|By Leon Stafford, The Atlanta
Journal-ConstitutionMcClatchy-Tribune Regional News
Dec. 25, 2012--In an effort to stay competitive and keep up with consumer demand, metro Atlanta convention centers are investing millions from capital expenditure funds to update Wi-Fi and access to the Internet.
The behemoth Georgia World Congress Center, the fourth largest meeting facility in the country, is spending $1.5 million to upgrade its fiber-optic cables over the next six months while the Gwinnett Center plans to add another $250,000 in improvements to its network next year.
Cobb Galleria Centre officials said they have increased the bandwidth of their network tenfold in the past two years to address increased demand and are currently working out future strategies.
It's a race the facilities know they can't afford to lose, even as the equipment installed becomes obsolete more and more quickly because of the fast pace of technological changes.
At Microsoft's 2010 meeting at the GWCC, for instance, attendees used about 70 megabytes of data, GWCCA authorities said. Two years later, that average jumped to 500 megabytes and is expected to be about 700 megabytes at the company's gathering next year. One megabyte can hold enough data for a small novel.
Jim Wulfekuhle, a spokesman for the International Woodworking Fair, one of the GWCC's biggest annual meetings, said it's imperative that metro convention centers get it right. Product demonstrations are the lifeblood of events, and they are increasingly done by using technology.
"In our case, people are trying to pull very large files from the Internet for demonstrations," he said. "There's nothing more frustrating than trying to do a presentation that is slowed because there is not enough bandwidth."
The authority's plan also calls for spending $125,000 to expand free Wi-Fi in Centennial Olympic Park, which is part of its downtown campus. Free Wi-Fi is already available at the convention center and the nearby Georgia Dome.
"Technology may not be the reason a client chooses us, but it sure could be a reason they leave," Sherrie Spinks, the GWCCA's chief financial officer, said recently.
The Gwinnett Center also has seen demand double over the past few years, but can't afford to offer free Wi-Fi because of the cost, said Joseph Dennis, the Gwinnett Center's general manager. Leaders are considering whether to seek sponsors to underwrite the costs so the facility can catch up with competitors in that area.
"We're spending $100,000 a year just on maintenance, such as replacing servers and upgrading work stations," he said. "The equipment is very expensive and only has a life span of three or four years."
Metro Atlanta is not alone. The GWCC's biggest competitors -- New Orleans, Orlando and Chicago -- have all updated their networks, including offering free Wi-Fi. Las Vegas, which runs the data-heavy Consumer Electronics Show, led the way in the expansion because of the needs of that annual event.

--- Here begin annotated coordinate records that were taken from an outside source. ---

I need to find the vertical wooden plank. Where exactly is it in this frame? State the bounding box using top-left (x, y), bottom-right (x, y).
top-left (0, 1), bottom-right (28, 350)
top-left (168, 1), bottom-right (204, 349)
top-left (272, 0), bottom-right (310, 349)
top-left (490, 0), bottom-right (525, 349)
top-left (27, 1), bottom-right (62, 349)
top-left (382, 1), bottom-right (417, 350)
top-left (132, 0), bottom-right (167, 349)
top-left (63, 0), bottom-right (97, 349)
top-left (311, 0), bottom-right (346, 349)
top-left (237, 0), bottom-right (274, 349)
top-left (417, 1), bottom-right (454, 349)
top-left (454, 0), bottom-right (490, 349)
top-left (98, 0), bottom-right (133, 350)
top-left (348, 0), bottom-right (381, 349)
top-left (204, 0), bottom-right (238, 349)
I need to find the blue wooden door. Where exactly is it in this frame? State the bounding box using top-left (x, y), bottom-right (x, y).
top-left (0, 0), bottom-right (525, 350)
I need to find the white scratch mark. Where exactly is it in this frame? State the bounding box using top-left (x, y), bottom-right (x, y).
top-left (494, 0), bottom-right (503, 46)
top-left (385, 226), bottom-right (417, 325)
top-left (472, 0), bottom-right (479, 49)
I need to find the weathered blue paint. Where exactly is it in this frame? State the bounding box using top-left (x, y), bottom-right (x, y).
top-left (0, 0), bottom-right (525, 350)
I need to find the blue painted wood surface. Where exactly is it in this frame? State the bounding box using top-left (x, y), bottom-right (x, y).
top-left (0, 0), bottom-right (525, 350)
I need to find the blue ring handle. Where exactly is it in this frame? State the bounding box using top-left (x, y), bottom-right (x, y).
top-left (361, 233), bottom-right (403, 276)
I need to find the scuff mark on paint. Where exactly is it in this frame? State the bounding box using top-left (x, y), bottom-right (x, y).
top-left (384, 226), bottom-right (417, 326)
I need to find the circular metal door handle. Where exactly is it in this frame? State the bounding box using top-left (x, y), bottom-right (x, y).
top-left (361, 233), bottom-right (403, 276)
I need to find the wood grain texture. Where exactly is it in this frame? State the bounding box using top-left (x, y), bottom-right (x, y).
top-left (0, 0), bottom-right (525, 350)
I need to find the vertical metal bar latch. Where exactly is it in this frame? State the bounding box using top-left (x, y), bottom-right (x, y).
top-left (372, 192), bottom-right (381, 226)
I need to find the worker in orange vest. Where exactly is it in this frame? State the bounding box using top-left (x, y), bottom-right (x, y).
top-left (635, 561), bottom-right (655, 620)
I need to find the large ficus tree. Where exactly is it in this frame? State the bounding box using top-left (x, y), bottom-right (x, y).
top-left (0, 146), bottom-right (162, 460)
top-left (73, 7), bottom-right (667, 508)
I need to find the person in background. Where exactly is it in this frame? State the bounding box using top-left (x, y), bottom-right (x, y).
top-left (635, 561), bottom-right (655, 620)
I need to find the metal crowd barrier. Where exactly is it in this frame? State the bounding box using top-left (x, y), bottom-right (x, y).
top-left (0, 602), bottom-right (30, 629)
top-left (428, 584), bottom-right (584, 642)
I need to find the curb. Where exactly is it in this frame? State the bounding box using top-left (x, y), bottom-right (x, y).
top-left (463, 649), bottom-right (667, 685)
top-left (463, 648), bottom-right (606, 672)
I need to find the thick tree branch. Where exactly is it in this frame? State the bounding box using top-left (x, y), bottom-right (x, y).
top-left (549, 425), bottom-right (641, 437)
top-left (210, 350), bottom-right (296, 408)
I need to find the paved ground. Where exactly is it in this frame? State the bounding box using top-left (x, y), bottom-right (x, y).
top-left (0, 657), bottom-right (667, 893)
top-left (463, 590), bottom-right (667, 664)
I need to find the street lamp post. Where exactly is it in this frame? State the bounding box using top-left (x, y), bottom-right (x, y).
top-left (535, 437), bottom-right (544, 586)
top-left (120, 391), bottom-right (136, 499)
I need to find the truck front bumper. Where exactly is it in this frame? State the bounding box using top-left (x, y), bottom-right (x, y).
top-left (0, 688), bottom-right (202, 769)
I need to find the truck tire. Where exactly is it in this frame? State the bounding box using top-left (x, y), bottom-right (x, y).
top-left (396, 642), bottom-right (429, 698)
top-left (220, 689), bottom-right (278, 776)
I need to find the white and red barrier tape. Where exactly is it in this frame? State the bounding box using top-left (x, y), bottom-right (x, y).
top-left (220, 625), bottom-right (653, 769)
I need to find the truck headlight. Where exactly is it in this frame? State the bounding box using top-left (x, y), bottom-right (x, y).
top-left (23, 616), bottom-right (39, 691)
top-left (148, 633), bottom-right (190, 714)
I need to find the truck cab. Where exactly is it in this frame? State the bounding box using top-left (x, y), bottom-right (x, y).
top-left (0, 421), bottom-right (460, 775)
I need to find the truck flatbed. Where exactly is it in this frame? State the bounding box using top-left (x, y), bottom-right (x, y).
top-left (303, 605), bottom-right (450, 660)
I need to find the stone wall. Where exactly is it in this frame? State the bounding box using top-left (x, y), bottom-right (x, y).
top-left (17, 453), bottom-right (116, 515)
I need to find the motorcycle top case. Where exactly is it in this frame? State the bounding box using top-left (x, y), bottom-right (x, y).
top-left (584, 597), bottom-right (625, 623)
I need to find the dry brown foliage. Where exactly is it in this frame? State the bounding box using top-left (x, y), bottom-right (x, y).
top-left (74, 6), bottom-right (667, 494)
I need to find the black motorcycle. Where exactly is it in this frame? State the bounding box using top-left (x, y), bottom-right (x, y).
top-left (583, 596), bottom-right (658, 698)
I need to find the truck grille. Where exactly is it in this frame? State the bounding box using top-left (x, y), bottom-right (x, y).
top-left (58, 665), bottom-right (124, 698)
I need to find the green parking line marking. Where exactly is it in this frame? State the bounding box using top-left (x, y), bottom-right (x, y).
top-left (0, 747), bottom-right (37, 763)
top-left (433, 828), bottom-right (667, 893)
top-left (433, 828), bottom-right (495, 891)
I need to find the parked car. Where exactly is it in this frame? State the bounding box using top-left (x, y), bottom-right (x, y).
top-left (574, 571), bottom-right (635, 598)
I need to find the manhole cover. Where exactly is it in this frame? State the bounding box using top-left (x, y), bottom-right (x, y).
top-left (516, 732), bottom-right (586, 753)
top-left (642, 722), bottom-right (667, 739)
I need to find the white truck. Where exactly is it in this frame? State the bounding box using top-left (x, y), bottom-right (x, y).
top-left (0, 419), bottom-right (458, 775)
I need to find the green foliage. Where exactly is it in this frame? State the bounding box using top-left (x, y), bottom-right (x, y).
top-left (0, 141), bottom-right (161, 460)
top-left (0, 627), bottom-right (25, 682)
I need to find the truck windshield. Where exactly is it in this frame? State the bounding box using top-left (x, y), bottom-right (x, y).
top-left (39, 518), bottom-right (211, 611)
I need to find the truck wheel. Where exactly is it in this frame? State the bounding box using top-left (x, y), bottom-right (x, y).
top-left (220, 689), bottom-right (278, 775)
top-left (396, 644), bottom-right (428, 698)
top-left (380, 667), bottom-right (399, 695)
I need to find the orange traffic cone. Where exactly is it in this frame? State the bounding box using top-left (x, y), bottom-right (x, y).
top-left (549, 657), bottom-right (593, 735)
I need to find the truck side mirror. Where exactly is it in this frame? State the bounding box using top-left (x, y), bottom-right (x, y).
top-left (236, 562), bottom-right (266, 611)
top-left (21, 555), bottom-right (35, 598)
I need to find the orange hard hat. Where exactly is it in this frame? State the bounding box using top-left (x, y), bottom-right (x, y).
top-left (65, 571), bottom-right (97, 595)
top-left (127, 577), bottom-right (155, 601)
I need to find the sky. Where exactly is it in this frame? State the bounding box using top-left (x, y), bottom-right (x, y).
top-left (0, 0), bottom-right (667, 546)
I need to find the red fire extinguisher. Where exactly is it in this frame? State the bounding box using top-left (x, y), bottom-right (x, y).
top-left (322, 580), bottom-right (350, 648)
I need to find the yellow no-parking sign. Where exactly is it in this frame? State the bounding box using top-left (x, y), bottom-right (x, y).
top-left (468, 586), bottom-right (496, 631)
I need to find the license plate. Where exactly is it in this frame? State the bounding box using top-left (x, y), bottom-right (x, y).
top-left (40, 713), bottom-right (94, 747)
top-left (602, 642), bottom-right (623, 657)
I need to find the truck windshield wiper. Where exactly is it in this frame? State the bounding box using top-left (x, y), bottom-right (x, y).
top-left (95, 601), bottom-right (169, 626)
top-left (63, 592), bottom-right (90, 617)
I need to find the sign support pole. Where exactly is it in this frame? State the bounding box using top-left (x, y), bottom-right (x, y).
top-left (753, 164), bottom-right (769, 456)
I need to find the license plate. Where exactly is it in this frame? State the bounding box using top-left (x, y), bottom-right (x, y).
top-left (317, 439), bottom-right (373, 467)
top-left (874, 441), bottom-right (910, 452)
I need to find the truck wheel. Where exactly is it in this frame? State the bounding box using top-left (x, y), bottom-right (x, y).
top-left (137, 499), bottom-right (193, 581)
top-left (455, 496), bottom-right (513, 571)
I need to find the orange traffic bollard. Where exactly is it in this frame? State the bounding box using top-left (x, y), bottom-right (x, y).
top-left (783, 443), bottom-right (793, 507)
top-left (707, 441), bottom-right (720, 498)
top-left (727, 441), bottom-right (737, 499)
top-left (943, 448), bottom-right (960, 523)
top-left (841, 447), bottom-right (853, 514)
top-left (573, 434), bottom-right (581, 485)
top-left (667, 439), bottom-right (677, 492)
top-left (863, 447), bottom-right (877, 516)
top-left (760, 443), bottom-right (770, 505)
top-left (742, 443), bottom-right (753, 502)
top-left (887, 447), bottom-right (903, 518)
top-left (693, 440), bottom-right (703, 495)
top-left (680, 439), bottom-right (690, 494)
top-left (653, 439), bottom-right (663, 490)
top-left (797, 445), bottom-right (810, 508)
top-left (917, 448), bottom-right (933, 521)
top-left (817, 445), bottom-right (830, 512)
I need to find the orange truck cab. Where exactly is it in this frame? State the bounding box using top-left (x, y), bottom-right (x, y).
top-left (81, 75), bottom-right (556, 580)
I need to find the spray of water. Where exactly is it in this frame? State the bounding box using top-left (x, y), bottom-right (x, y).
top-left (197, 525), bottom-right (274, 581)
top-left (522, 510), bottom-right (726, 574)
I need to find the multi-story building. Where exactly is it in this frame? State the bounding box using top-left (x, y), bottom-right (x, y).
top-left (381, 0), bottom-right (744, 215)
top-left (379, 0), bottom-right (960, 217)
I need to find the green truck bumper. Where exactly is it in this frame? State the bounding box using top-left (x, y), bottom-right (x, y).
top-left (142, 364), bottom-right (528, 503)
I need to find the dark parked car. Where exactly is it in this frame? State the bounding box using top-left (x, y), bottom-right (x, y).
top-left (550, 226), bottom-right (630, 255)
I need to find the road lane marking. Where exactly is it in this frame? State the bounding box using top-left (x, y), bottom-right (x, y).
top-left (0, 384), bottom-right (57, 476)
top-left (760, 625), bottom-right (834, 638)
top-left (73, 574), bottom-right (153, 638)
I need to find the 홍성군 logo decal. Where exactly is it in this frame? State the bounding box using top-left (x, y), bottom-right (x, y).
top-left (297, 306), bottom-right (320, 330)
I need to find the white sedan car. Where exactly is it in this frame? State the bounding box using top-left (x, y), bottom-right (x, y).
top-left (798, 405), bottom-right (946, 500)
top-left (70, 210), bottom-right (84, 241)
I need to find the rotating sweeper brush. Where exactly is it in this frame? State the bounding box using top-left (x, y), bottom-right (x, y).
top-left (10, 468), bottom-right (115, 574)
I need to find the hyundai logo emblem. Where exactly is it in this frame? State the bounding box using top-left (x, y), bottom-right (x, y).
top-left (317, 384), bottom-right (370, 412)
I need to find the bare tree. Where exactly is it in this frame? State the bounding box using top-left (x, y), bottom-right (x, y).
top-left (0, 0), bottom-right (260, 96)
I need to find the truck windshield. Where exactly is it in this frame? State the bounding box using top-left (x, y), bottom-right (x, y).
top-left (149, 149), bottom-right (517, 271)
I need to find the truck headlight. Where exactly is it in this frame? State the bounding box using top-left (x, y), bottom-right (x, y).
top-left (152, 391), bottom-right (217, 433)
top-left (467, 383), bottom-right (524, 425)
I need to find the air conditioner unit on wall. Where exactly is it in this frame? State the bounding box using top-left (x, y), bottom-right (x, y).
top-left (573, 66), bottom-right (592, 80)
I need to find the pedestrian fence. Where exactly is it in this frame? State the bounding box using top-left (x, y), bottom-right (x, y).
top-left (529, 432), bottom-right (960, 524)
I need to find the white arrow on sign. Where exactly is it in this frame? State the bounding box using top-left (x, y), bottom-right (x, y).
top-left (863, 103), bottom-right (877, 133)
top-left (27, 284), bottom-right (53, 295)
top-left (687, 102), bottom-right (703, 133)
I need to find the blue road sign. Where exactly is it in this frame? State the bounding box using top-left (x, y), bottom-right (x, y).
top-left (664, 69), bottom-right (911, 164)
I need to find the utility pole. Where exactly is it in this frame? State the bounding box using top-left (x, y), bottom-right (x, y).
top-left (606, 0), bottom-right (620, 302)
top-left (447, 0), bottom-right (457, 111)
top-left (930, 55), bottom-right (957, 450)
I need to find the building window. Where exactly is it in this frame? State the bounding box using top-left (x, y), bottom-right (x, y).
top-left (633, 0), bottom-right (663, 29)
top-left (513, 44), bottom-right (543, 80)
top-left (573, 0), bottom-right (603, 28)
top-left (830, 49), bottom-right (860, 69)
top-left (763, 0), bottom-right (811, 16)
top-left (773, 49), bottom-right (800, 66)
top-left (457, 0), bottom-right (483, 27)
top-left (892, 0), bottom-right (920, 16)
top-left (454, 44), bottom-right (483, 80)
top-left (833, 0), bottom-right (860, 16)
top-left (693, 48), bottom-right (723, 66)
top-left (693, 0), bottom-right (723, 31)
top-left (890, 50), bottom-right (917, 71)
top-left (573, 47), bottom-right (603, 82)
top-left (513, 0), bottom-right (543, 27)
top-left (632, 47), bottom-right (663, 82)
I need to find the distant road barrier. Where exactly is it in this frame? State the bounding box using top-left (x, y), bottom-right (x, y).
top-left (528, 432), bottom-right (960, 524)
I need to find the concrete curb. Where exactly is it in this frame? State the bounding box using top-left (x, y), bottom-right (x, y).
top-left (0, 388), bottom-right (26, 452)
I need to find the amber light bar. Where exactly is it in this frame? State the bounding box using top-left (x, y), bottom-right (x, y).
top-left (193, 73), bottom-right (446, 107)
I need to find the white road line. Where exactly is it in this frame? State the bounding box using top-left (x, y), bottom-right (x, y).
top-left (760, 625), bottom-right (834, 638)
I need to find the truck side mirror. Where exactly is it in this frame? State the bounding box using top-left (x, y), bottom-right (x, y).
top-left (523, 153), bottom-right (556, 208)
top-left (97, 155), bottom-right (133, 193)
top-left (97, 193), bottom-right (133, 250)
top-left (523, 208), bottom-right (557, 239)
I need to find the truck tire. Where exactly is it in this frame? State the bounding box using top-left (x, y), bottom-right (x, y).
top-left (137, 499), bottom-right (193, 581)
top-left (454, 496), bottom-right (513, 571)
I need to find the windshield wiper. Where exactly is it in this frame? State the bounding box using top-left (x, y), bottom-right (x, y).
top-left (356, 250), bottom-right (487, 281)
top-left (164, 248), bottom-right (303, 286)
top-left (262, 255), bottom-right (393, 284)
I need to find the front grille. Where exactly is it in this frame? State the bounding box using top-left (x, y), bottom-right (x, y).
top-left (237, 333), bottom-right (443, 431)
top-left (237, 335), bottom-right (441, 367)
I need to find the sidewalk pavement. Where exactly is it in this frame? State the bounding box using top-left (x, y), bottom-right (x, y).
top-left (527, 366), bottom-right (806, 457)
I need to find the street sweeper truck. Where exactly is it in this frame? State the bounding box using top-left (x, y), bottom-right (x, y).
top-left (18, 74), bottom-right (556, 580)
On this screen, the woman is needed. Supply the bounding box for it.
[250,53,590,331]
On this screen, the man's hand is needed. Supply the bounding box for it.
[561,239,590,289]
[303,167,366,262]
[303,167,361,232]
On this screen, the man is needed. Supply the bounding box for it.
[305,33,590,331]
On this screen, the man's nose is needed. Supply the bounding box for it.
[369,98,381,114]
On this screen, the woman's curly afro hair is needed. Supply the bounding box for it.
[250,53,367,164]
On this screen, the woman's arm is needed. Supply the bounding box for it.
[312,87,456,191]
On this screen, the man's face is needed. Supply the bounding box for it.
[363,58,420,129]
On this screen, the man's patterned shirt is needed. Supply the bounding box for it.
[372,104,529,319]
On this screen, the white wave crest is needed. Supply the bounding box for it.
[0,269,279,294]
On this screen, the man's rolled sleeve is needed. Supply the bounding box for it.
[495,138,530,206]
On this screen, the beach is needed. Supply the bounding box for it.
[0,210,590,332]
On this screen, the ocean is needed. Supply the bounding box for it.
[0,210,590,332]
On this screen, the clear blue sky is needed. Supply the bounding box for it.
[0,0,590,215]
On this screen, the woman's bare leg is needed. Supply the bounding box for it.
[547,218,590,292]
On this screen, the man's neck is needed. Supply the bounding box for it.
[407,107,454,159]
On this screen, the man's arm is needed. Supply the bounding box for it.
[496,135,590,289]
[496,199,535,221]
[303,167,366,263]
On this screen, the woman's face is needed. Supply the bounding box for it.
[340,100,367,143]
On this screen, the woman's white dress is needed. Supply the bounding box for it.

Educating the customer about bandwidth needs is becoming a more and more important part of negotiating rent, said Karen Caro, marketing manager for Cobb Galleria. As technology advances, the specifics of what a convention wants to do -- stream live video, operate machines wirelessly or download multiple applications simultaneously -- are important to know in meeting customer needs.
"It's a continuous evolution," she said.